All patients underwent near-total or total thyroidectomy. Central lymph node dissection was done in 16 patients (29%), and central and lateral neck dissection was performed in 35 patients (63.6%). Forty-nine patients (89%) received radioactive iodine ablation 6–12 weeks after thyroidectomy with a median dose of 128 mCi (range 53–210 mCi). They were then treated with L-thyroxine suppression and clinically followed regularly every 6–12 months. Forty-seven patients were in TNM stage I (85.5%), and eight patients had lung metastasis and were in stage II (15%). As a comparison group, TERT promoter and BRAF^V600E mutations were also examined in DTC from 210 adult patients (155 females) with a median age of 40 years (range 20–75 years) seen at the same institution during the same period of time (January 2003 to October 2014). There was no difference between the pediatric and adult patients in tumor subtypes, size, multifocality, extrathyroidal extension, distant metastasis, remission rate at 6–12 months after radioactive iodine ablation or initial surgery, and recurrence rate at the last follow-up. However, there was a higher rate of lymph node metastasis in the pediatric group (82.4%) compared with the adult group (56.6%; p = 0.002). The following definitions were used in this study: remission, stimulated thyroglobulin (Tg) ≤1 ng/dL with negative Tg autoantibodies and with negative neck ultrasonography and other imaging studies (when done); persistence, any or a combination of the following findings—stimulated or unstimulated Tg >1 ng/dL, positive ultrasound (US)-guided fine-needle aspiration, suspicious lymph nodes on US, or positive radioactive iodine whole-body scan when done; recurrence, similar to persistence after a period of remission (39).

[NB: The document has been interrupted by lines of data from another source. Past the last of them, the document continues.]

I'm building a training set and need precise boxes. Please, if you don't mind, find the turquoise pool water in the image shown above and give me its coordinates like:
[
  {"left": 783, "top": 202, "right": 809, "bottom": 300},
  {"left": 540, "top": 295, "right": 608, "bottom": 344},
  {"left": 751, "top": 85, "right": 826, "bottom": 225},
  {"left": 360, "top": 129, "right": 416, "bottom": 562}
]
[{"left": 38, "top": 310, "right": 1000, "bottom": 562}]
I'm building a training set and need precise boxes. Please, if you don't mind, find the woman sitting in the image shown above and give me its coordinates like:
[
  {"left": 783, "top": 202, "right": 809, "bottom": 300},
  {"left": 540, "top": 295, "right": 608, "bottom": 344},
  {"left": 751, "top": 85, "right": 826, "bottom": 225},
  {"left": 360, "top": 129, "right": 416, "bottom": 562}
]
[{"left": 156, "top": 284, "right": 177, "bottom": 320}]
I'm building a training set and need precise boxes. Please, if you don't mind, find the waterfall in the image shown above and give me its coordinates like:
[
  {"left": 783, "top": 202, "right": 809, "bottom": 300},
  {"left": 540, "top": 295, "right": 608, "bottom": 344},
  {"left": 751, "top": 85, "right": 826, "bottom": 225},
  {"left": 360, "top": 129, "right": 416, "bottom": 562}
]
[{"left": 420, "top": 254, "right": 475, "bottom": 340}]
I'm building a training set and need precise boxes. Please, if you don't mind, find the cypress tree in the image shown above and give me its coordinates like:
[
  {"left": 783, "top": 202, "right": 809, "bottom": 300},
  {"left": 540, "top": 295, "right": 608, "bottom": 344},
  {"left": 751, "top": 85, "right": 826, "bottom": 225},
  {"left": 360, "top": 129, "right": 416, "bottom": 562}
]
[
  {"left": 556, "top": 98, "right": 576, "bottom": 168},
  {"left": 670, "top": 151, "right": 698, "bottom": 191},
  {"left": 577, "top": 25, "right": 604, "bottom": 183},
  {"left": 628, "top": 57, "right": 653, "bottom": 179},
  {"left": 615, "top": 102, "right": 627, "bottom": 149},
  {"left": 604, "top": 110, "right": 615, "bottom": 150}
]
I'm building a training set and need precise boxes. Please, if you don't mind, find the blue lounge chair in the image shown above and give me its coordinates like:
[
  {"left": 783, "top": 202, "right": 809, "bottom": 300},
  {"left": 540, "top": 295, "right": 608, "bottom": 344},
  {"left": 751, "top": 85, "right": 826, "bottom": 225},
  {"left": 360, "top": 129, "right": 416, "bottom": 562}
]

DNA isolation, polymerase chain reaction, and direct sequencing

The pathological tissue from each patient was examined by an experienced endocrine pathologist (H.A.), and the tumor tissue was carefully dissected from formalin-fixed, paraffin-embedded tissue. DNA was extracted using a commercial DNA extraction kit (QIAamp DNA FFPE Tissue Kit, QIAGEN; Catalog No. 56404) according to the manufacturer's instructions. DNA was quantified using a nanodrop2000 spectrophotometer (Thermo Scientific), and DNA purity was assured by the A260/280 ratio, with a ratio ≥1.8 indicating a good purity DNA. Polymerase chain reaction (PCR) and direct sequencing using Big Dye terminator v3.1 cycle sequencing reaction kit and an ABI PRISM 3730XL genetic analyzer (Applied Biosystems) were used to detect TERT promotor mutations using the same primers and PCR conditions as previously described (30). The presence of a BRAF^V600E mutation was examined by amplifying and sequencing exon 15 of the BRAF gene using previously described primers and PCR protocol (30).

Statistical analysis

Continuous data were summarized as median and range or mean ± standard deviation (SD), and a t-test was used for significance analysis. Categorical data were expressed as numbers and percentages or ratios, and Fisher's exact and chi-square tests were used for significance analysis. In all statistical tests used, a two-tailed p-value of <0.05 was considered significant.

Results

Demographic and clinicopathological characteristics

The initial demographic and clinicopathological characteristics of the 55 pediatric and 210 adult patients with TC are summarized in Table 1. Other than the significantly younger age and higher prevalence of lymph node metastasis in the pediatric patients compared with the adult patients, there was no difference in other clinicopathological characteristics between the two groups (Table 1).

TERT promotor mutations

Of the 55 pediatric DTC (Table 1), only one case (Fig. 1A) with CPTC had a C228T TERT promoter mutation (1.8%). The patient was a 10-year-old boy with a 4 cm CPTC showing no evidence of multifocality or extrathyroidal invasion and no lymph node or distant metastasis. He was treated with total thyroidectomy and central neck dissection followed by radioiodine therapy with 58 mCi ¹³¹I. His postoperative 12-month evaluation showed complete remission, and he continued to be in remission over the next five years of follow up. All other 54 tumors were negative for this mutation. There were also no C250T TERT mutations in any of the 55 pediatric TC.

FIG. 1.

Chromatograms showing (A) a so-called TERT C228T mutation (corresponding to −124C>T from the translation start site) in a pediatric patient with PTC and (B) a c.1799T>A BRAF mutation (p.V600E) in another patient with pediatric papillary thyroid carcinoma. Both mutations are shown in sense (left panel) and antisense (right panel) directions.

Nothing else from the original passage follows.